A report of nine newborns with congenital brain tumours

Henrik Carstensen, Marianne Juhler, Lars Bøgeskov, Henning Laursen

44 Citationer (Scopus)

Abstract

BACKGROUND: Although rare, brain tumours represent one of the relatively larger groups of congenital neoplasias. Most studies on congenital neoplastic disease deal with several types of neoplasms and are dominated by leukaemias, retinoblastomas and systemic solid tumours. Few studies are dedicated to congenital brain tumours. We present nine newborns (four boys and five girls) who were diagnosed with congenital brain tumours during the 8-year period 1 January 1992-31 December 1999 at our institution, which covers all paediatric neuro-oncology cases for Eastern Denmark.

EPIDEMIOLOGY: Two of the cases were referred from Western Denmark for surgery, and were therefore excluded from the calculation of incidence. During the same period, a total of 172 children below the age of 15 years were diagnosed as having primary central nervous system tumours. The seven remaining congenital cases thus represent 4% of all paediatric brain tumour cases in the area (95% confidence interval 1.7-8.3%). The population of the referral area is 2.383x10(6), and based on the total number of living births, the incidence of congenital brain tumour was calculated to be 2.9 per 100,000 live births. The ages of the mothers were 28-33 years, corresponding to the present mean age of 31 years for Danish primipara. The gestational age varied between 35 and 42 weeks, and the birth weights were 3,044-4,790 g.

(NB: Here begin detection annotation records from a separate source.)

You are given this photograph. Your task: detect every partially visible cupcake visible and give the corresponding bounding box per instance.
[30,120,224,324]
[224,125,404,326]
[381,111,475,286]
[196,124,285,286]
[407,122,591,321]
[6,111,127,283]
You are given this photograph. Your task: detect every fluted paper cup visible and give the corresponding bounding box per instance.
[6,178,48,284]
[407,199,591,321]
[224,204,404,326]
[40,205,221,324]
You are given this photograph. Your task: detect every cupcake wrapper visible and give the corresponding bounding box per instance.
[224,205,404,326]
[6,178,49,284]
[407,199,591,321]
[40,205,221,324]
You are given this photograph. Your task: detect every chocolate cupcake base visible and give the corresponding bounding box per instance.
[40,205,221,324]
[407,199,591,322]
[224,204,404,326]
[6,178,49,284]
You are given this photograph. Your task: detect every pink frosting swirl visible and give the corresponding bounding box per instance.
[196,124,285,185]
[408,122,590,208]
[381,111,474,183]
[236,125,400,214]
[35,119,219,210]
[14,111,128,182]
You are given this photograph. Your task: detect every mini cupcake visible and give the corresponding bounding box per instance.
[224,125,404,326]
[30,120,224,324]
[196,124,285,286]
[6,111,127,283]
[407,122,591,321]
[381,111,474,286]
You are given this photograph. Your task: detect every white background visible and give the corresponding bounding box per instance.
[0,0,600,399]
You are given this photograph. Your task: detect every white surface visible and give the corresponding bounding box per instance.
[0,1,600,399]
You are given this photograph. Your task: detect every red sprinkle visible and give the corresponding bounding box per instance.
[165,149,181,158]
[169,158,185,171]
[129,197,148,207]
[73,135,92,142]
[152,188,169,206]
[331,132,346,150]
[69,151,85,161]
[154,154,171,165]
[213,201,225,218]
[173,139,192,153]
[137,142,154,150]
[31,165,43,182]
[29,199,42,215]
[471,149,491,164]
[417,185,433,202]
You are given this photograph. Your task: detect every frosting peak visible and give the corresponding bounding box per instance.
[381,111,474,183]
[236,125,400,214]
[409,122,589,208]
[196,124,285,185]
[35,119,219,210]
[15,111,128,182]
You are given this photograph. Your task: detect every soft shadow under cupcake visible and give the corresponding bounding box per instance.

RISK FACTORS: Two patients with p53-related glioblastoma multiforme (GBM) had relatives with p53-related neoplasms. In one case, the mother was treated for cancer of the ovary with surgery and chemotherapy 2 months before conception.

CLINICAL FEATURES: In five of the cases, brain abnormality was suspected antenatally. The clinical features of the newborns were limited to enlarged head circumferences, associated hydrocephalus, and asymmetric skull growth.

DIAGNOSIS AND TREATMENT: Three babies were treated with complete tumour resection. In the remaining six cases, a guided or open biopsy to obtain histology was made after CT/MRI imaging. The histological diagnoses were teratoma in four cases, GBM in two cases, anaplastic astrocytoma in two cases and, finally, haemangioma capillare in one case.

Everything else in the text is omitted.